The panel had planned to vote on subpoenaing J&J CEO Joaquin Duato and Merck CEO Robert Davis to testify after both executives declined earlier requests to appear at the hearing. Those subpoenas would have been the first issued by the committee since 1981.
Meanwhile, Bristol-Myers Squibb CEO Chris Boerner and another unnamed pharmaceutical CEO accepted initial invitations to testify.
The panel will ask each executive to provide testimony about why their companies charge substantially higher prices for drugs in the United States than in other countries. The push to lower drug prices is one of the rare issues that has united the two major political parties in recent years, although they have often endorsed different approaches to achieving it.
Sanders, who chairs the Senate Health panel, noted that the three companies make some of the most expensive drugs sold in the U.S., including Merck's diabetes drug Januvia, blood cancer treatment Imbruvica from J&J and Bristol Myers Squibb's blood thinner Eliquis.

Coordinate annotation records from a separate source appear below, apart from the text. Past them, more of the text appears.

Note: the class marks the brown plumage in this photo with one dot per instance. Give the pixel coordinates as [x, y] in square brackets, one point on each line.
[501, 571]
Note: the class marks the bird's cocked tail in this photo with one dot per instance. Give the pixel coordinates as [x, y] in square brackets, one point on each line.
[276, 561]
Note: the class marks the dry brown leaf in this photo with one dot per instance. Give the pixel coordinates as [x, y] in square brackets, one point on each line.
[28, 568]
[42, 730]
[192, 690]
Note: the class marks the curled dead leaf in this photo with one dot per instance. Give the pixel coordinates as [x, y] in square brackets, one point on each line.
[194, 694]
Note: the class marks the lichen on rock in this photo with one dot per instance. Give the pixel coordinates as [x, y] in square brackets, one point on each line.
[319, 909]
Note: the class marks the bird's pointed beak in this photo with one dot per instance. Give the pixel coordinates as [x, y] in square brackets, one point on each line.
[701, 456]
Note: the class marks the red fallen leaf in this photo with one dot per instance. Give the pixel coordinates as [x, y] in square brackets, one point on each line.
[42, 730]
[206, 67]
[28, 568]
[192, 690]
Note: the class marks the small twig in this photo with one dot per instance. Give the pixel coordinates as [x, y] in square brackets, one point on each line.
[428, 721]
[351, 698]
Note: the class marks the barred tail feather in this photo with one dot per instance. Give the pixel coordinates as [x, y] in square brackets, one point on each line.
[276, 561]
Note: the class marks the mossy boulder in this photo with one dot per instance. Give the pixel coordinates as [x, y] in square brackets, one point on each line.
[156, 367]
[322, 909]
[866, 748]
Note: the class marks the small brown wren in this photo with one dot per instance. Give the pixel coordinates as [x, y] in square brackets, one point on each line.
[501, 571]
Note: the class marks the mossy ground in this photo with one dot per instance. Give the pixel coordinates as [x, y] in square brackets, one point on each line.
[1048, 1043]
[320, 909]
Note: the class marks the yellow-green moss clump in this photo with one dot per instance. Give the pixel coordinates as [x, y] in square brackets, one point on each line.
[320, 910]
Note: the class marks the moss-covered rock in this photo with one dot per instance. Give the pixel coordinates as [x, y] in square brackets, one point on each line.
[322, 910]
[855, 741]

Those three treatments will be subject to the first round of Medicare drug price negotiations, a key policy under President Joe Biden's Inflation Reduction Act that aims to make expensive drugs more affordable for old people. J&J, Merck and Bristol Myers Squib are suing to stop the talks, which will set new prices that will take effect in 2026.
“I very much hope that the CEOs of these major pharmaceutical companies will take a serious look at these incredible price discrepancies and work with us to substantially reduce the prices they charge the American people for these and other prescription drugs,” Sanders said in a statement. Friday.
In a statement, a Merck spokesperson said, “We are confident that this will be a productive hearing aimed at improving the committee's understanding of the pharmaceutical industry and finding common-sense solutions to the challenges patients face.”
The company had offered its American president as a witness, arguing that official was better equipped to answer questions about drug prices, according to the spokesman. But the committee refused.
A J&J spokesperson said the company hopes to “gain an understanding of our long-standing efforts to improve affordability and access to medicines.”
Last year, the Senate Health Committee similarly heard testimony from the CEOs of modern, Eli Lilly, Nordisk and sanafi about high drug prices.